Nick Studio 10
- Network: Nickelodeon
- Launched: February 18, 2013
- Closed: June 17, 2013
- Country of origin: United States
- Running time: 120 minutes (including commercials)

= Nick Studio 10 =

Programming block for Nickelodeon

Nick Studio 10 was a programming block on Nickelodeon which debuted on February 18, 2013, and ended on June 17, 2013, never returning from a planned hiatus after one additional 'best-of' Labor Day special on September 2, 2013. It aired weekday afternoons during the traditional school year from the network's headquarters building in Times Square in Manhattan, New York, and was presented live for viewers in the Eastern and Central time zones.
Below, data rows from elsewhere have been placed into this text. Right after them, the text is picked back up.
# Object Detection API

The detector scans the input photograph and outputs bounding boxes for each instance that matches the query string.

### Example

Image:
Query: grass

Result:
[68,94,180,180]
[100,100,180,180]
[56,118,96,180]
The program was hosted by four teen actors (Troy Doherty, Noah Grossman, Malika Samuel and Gabrielle Senn) who created random and surreal comedy skits and other content directed towards kids and teens. The program aired from 4:00 p.m. to 6:00 p.m. ET (tape delayed for the Pacific feed), and was the first live afternoon block for the network since the short-lived 2007 block ME: TV. Nick Studio 10 was an attempt to revive the network's tradition of live and hosted afternoon blocks, with previous entries including Nick in the Afternoon (1994 to 1998), Slime Time Live (2000 to 2004), and U-Pick Live (2002 to 2005).

The block started out as solely featuring multiple episodes of SpongeBob SquarePants (a series commonly marathoned by the channel), though two other series, The Fairly OddParents and Monsters vs. Aliens, were cycled into the schedule by the start of April. No new episodes of any series premiered during the block's entire run. The Nick Studio 10 continuity clips were inserted both naturally during program breaks, along with short clips taken from viral videos or other sources randomly within programming, which included non sequiturs such as "Nick Did It!" before returning to the scheduled programming in-progress. The in-show interruptions were quickly ended after a matter of weeks in response to negative viewer feedback.

==Airing history==
On April 1, 2013, the segments relaunched after an Easter break of a few weeks, moving back an hour from a 5 p.m. start to 4 p.m., now with an hour of The Fairly OddParents followed by SpongeBob. Some episodes of Monsters vs. Aliens also aired in the block from April 29 on. The block ended in mid-June 2013 to make way for Nickelodeon's summer programming blocks and marathons.